Teaching and Learning
The University places emphasis on enabling students to develop the independent learning capabilities that will equip you for lifelong learning and future employment, as well as academic achievement. A mixture of independent study, teaching and academic support through the personal academic tutoring system enables you to reflect on progress and build up a profile of skills, achievements and experiences that will enable you to flourish and be successful.
You are taught through a combination of;
- Lectures that give an introduction and overview of topics studied as part of the content of each module.
- Seminars, often featuring small group work and/or round table discussion of published and/or audio-visual materials.
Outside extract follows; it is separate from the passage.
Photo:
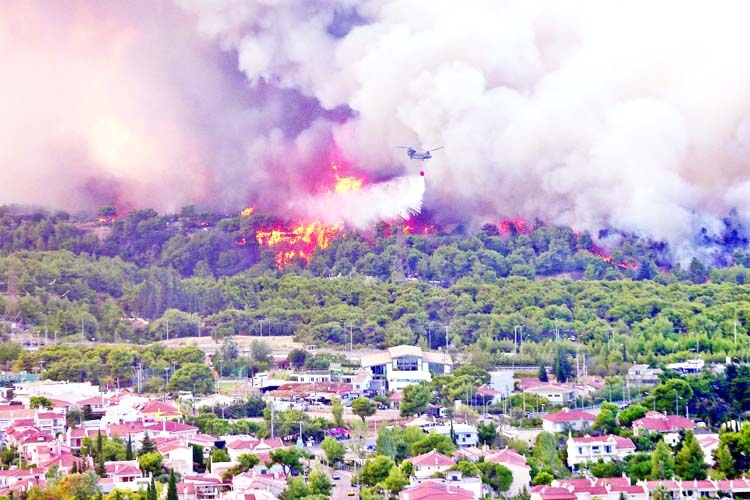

These support, extend and develop your knowledge of the topics introduced by lecture.
- Workshops focusing on preparation for a range of different types of assignment. These develop your understanding and competence for assignment work.
- Tutorials are one-to-one work with module tutors, usually focusing on assignment preparation or assignment feedback.
- Assessed and non-assessed, individual and/or group classroom presentations. These help you to the build the skills and confidence for presenting ideas and information in a supportive public environment.
In addition, meetings with personal academic tutors are scheduled on at least 4 occasions in the first year and three occasions in each of the other years of a course.
You have an opportunity to gain and reflect upon a work-placement in your second year as part of a Work Project Module, supervised by the module tutor.
In a typical week you will have around 12 contact hours of teaching as a full time student studying four modules in a semester. The precise contact hours will depend on the optional modules selected and in the final year you will normally have slightly less contact time in order to do more independent study.
Typically class contact time will be structured around:
- Four one-hour lecturers or interactive large group sessions.
- Four two-hour seminar/workshop periods.
The three hours of contact for each module may be scheduled as a block, or with the lecture and seminar at different times.
In addition to the contact time, you are expected to undertake around 28 hours of personal self-study per week in teaching weeks and forty hours in the assessment weeks (when you are working on assignments at the end of the module).
Independent learning is supported by a range of excellent learning facilities, including the Hive and library resources, the virtual learning environment, and extensive electronic learning resources.
You will be taught by a teaching team whose expertise and knowledge are closely matched to the content of the modules on the course. The team includes Dr Luke Devine, Dr Simon Hardy, Dr Mehreen Mirza, Lesley Spiers and Mike Webb.
Teaching is informed by the lecturing staff's research and consultancy work. Most of the team also have a higher education teaching qualification or are Fellows of the Higher Education Academy. You can learn more about the staff by visiting our staff profiles.
The course provides opportunities to test understanding and learning informally through the completion of practice or 'formative' assignments. Formative Assessment methods include class presentations, completion of assignment plans or drafts, tutorials, workshop discussions and exercises.
Each module has one or more 'summative' assessments that are graded and count towards the overall module grade. Assessment methods include a range of coursework assessments such as essays, reports, presentations and a final year independent studies project.
The precise assessment requirements for an individual student in an academic year will vary according to the mandatory and optional modules taken, but a typical formal summative assessment pattern for each year of the course is:
- Year 1: Book Reviews; short essays; reflective autobiography; group presentation.
- Year 2: Written portfolio; shorts essays; long essays; book reviews; oral presentations; research proposals; work place project reports.
- Year 3: Independent Research Project; long essays; written portfolio; poster presentations; literature review; oral presentation.
You will receive feedback on practice assessments and on formal assessments undertaken by coursework. Feedback is intended to support learning and you are encouraged to discuss it with personal academic tutors and module tutors as appropriate.
We aim to provide you with feedback on formal course work assessments within 20 working days of hand-in.